If you’re a high-income earner who grew up with far less than you have today, you’ve probably thought about how much different your own children have it than you did as a kid. Do you ever wonder how to raise money-smart kids that don’t take dollars for granted? Or wish you could talk to someone about how to enjoy all you’ve worked hard to have – without creating a family of spoiled kids who don’t appreciate how good they have it?
Today’s conversation is for you.
In this episode of Money For Life, we get personal about one of the trickiest challenges facing financially successful families: How do you raise a money-smart kid when your child will never experience the financial struggle that shaped you?
We share what they’re actually doing with our own 4 year old daughter, from inviting her to help keep the family budget and update it in real time to helping her experiment with how it feels to use her $5 weekly allowance. We also get candid about the subtle ways parents unconsciously pass down money stress, identity, and habits… as well as share some ideas about how to break that cycle.
And most importantly, we talk through how raising kids who have a healthy, empowered relationship with money starts with the hardest thing of all: your OWN relationship, habits, and mindsets around your finances and how you manage your money.
We’ll also get into:
- Why saving for college is usually the starting point for families talking about kids and money… but why it shouldn’t be the only financial planning you do for your kids.
- The specific language trap many parents fall into, and a simple shift that changes everything.
- What (we think) a $5-a-week allowance (not tied to chores) can teach a four-year-old about spending, saving, and regret. Check back in 20 years to see if it worked.
- How to have money conversations with your kids without turning them into lectures, and ideas on creating a real life money lab for the best learning experiences.
- The single most important money belief we each want to pass on to our daughter
KEY TAKEAWAYS
1. Your kids are probably not listening. But they ARE watching
No matter how many money conversations you have with your children, their financial beliefs are shaped far more by what they observe in your daily behavior than anything you explicitly teach them.

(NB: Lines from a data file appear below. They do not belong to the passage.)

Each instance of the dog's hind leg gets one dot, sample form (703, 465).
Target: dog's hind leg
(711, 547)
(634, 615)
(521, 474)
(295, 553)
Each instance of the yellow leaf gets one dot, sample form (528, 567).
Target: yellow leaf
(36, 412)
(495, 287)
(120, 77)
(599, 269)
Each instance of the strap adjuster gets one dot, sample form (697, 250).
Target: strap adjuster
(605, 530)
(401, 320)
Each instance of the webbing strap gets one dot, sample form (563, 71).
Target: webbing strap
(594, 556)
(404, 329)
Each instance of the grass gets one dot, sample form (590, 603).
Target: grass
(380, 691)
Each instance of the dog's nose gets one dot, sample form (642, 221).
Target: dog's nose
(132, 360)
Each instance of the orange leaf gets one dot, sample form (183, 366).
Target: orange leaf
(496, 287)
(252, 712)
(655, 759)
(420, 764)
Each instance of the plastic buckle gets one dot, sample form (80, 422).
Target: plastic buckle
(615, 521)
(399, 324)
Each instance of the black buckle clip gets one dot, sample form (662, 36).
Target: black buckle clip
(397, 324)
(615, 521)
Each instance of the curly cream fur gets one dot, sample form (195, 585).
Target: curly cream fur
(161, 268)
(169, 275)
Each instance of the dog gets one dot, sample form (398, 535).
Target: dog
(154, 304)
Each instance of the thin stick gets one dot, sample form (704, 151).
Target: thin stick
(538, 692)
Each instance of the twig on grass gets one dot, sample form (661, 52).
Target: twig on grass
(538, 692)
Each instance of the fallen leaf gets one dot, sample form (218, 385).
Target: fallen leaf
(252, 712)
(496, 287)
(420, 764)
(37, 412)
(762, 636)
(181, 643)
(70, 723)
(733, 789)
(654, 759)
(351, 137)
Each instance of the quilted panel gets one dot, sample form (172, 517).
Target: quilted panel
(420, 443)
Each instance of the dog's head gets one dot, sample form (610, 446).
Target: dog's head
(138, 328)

Remember that what you model is what they internalize as how the world works, so the first step is to bring awareness to your own patterns and habits around finances if you want to teach them about money.
2. Low-stakes practice is how kids build real financial skills
Giving kids a small weekly allowance, which can be a few dollars a week, can create a safe environment where they can spend impulsively, feel regret, and gradually become more thoughtful. Kids who never practice with small money may find themselves unprepared when the stakes are higher.
3. You don’t have to have all the answers!
Approaching money conversations with curiosity rather than authority — even saying “I don’t know, let’s figure this out together” — is often more effective than scripted lessons. Teens especially may shut down when parents try to lecture rather than explore.
4. The money beliefs you hold about yourself shape what your kids learn
If you believe “I’m not good with money,” your kids are likely picking up on that… even if you never say it out loud or explicitly. Labeling yourself negatively around finances is passed down without a word.
5. A financial advisor can be a neutral resource for your kids
Teenagers and college-age kids may be more open to financial conversations with a trusted advisor than with their parents. Custodian brokerage accounts are another tool that creates real market exposure. These can give kids an opportunity to watch money grow (or shrink!) and can spark important conversations and questions.
6. You have an opportunity to change your family’s financial trajectory
High-earners who have out-earned their own parents are positioned to break generational patterns… but only if they’re intentional. The “puck stops here” mindset means asking: What story do I want my kids and grandkids to inherit about money?
7. Money is a tool, not a statement of your worthIt’s neither good nor bad. People with a lot of it or a little of it are equally deserving of dignity. Learning to use money skillfully — to spend, save, invest, and give — is how you build a life that’s meaningful to you.